Музыку, звучащую фоном нашего разговора, прерывает вызов на телефоне. Доминика мельком кидает взгляд на экран и принимает вызов, нажав кнопку на приборной панели.
– Привет, мам. Волнуешься?
Мы встаём на светофоре. Судя по тому, как её тело расслабляется в сидении – она не против, чтобы я слышала этот разговор.
– Где ты? – требовательный женский голос явно не приветственно воспринимает беззаботность Доминики.
– Катаюсь по городу.
– С кем? – не унимается её собеседница.
– Я рассказывала тебе о ней.
– Я ждала тебя весь день, думала, что после клуба ты вернёшься ко мне. Скучаю. Когда ты будешь?
– Когда захочу, не стоит меня ждать.
Закончив разговор, Доминика полностью отключает свой телефон. Видимо, звонки матери для неё нежелательный фактор. Она тоже странная. Что это за мать, что не волнуется, а скучает? По-моему, в самом начале разговора Доминика специально дала понять той женщине, что она на громкой связи. Ещё до меня доходит, что это тот третий голос, что был на записи Оливера. Получается, эта женщина действительно её мама. Но тогда всё выглядит ещё более странно.
– Ты говорила с мамой обо мне? – удивлённо спрашиваю Доминику.
– У меня тоже есть вопрос, – не отвечает она мне, – Ты какой кофе любишь?
– Любой, наверное. Я не привередливая. Пью кофе из автомата обычно.
– Фу! Какой кошмар, – она в очень забавной манере сморщивает нос, – Я отвезу тебя попить хороший кофе.
– В какое-нибудь ночное заведение?
– Ну, мой дом вполне таким считаться может, – улыбается она.

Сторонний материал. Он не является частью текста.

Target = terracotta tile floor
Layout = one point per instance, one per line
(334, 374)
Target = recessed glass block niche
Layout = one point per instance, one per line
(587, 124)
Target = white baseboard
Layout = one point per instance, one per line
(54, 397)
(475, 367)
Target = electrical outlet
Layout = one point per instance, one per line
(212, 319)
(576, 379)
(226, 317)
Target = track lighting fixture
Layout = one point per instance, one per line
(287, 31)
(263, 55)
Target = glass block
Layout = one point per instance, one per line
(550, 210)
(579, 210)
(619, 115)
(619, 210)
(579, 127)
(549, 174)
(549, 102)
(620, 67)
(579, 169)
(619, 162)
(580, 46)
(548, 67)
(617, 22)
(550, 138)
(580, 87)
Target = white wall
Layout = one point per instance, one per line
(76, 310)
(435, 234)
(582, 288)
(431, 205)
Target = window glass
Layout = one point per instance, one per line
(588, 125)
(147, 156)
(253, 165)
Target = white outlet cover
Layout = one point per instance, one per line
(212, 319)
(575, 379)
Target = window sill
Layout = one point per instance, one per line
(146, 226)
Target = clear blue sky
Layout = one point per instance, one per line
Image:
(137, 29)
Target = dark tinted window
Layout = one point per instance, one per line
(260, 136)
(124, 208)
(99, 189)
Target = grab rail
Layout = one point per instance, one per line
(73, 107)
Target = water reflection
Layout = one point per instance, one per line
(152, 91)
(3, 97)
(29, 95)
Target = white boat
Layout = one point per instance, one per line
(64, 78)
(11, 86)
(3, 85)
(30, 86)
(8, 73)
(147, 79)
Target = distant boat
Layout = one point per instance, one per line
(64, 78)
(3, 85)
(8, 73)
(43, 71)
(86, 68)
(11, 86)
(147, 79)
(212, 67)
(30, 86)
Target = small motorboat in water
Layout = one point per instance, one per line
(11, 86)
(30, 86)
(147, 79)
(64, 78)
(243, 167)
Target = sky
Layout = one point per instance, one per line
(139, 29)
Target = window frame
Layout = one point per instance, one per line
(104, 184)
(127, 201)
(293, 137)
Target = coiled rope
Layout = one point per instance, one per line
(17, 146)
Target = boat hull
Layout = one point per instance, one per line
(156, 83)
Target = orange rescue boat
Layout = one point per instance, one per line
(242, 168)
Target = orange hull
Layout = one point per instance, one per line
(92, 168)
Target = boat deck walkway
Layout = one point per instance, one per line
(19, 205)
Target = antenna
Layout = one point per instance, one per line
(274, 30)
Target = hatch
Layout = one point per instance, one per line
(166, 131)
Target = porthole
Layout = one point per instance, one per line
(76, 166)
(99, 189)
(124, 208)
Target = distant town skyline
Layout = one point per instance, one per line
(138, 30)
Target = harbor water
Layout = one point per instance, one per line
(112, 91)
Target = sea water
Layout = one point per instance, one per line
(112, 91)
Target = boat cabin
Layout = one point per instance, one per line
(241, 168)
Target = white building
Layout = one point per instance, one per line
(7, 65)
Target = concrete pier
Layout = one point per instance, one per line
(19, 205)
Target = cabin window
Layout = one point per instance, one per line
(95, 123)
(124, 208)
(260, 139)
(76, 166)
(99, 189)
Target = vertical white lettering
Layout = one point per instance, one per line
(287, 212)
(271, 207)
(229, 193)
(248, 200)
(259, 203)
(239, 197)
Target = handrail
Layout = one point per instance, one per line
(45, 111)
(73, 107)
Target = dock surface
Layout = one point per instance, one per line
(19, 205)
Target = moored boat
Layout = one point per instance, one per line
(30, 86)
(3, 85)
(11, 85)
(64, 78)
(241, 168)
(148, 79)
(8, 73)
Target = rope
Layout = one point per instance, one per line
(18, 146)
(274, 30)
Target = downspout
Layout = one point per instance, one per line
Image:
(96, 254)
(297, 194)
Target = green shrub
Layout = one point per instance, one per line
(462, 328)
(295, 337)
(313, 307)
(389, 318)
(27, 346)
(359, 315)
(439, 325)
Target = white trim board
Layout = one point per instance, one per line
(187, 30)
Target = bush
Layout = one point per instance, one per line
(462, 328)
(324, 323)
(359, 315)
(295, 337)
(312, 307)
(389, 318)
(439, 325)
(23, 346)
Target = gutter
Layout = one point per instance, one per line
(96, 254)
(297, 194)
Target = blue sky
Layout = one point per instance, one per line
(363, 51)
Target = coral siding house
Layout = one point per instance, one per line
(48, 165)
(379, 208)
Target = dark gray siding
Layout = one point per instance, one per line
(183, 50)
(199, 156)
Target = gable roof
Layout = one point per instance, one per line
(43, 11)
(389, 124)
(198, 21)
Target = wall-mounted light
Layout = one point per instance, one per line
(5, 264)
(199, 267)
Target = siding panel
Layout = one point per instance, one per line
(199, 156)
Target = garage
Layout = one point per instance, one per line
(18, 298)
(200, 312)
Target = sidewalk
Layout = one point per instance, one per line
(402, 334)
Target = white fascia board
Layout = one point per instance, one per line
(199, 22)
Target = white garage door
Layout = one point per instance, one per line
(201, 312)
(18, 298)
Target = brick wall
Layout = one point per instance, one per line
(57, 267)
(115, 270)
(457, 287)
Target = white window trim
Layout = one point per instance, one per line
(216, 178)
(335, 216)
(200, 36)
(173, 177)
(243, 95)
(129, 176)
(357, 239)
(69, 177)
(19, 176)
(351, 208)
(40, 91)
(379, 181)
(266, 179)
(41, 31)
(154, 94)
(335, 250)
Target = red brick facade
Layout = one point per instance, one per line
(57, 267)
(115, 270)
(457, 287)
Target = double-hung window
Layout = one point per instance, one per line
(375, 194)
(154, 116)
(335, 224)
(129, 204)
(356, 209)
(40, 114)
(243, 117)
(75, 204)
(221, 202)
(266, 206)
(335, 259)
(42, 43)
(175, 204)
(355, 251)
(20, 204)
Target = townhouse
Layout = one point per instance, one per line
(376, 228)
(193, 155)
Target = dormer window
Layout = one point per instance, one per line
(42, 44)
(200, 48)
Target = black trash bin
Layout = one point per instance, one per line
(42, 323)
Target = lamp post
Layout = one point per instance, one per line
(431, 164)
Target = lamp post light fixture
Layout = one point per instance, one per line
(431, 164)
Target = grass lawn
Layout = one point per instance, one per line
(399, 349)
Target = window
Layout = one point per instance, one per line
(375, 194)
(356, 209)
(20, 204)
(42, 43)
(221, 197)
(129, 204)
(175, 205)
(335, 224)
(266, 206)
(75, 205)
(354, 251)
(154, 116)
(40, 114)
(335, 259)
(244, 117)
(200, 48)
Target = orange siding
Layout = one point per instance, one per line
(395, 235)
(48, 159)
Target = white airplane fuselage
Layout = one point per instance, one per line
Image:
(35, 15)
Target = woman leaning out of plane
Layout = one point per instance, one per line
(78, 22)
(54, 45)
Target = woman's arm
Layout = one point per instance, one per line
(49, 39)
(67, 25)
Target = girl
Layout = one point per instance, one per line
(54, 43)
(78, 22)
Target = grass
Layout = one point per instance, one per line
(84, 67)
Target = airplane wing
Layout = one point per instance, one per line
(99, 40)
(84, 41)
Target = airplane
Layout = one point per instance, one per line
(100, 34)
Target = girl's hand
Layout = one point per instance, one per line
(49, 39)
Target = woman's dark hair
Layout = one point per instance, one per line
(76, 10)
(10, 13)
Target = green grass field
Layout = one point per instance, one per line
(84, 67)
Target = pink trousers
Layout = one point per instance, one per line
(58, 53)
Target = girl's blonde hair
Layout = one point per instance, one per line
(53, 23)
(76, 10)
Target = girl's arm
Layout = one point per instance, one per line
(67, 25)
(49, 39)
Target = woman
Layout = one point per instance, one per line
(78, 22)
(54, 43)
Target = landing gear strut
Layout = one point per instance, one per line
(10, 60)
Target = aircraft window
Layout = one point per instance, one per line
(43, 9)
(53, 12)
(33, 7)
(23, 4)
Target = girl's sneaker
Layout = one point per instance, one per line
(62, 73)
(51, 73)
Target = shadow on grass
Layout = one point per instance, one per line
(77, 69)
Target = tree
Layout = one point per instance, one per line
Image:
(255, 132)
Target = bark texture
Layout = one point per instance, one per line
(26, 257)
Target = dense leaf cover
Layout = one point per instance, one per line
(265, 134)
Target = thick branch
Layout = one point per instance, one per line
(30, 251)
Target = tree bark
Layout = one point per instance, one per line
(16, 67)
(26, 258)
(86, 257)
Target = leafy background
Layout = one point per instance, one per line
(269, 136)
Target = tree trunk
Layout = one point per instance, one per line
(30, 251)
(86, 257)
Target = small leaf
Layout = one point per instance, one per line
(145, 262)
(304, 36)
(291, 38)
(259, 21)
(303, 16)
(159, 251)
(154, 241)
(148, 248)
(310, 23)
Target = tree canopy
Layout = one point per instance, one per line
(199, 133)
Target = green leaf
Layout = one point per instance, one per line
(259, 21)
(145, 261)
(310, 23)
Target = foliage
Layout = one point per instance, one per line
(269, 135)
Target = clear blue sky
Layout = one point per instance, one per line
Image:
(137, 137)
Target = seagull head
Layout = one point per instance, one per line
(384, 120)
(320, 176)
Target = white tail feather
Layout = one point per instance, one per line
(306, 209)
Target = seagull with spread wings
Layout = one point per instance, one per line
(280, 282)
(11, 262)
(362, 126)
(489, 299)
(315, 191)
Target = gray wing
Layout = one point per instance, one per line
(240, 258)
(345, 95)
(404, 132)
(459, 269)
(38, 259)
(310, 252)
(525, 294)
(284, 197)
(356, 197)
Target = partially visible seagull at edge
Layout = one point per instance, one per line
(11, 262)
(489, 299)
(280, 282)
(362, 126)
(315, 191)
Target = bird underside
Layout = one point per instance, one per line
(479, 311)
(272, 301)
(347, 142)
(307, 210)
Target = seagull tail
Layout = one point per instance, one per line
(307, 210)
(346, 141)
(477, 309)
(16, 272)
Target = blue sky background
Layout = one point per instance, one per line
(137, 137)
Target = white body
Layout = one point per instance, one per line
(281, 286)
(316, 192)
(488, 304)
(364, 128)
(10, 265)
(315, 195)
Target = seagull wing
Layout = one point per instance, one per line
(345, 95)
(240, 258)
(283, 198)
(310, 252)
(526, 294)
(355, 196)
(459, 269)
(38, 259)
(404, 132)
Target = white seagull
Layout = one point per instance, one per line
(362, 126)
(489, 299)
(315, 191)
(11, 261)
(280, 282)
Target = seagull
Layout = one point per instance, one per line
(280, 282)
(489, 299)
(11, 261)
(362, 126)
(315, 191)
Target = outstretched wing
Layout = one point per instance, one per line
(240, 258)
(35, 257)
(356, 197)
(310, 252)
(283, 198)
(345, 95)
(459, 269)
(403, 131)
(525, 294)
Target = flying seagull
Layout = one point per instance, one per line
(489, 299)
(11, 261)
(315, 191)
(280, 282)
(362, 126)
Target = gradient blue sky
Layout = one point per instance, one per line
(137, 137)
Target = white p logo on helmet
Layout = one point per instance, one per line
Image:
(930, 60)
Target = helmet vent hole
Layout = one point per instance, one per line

– В таком виде лучше не стоит. Да и Билл будет волноваться. Лучше мне вернуться пораньше.
– Ты могла бы сходить со мной в душ, – начинает она искушать меня, добавляя голосу нотки соблазнительности, – Попробуешь лучшее кофе на земле.
– И как я буду жить после такого? – интересуюсь я.
– Ну, секс в душе точно не оставит тебя равнодушной.
– Я имела в виду, что потом не смогу пить кофе на работе, – снова опускаю глаза в пол, чувствуя, как краснеют мои щёки.
– Лисёнок, я в любом случае не отпущу тебя до самого рассвета.
– Это похищение?
– Да, – смеётся она, блокируя двери быстрым нажатием кнопки на приборной панели.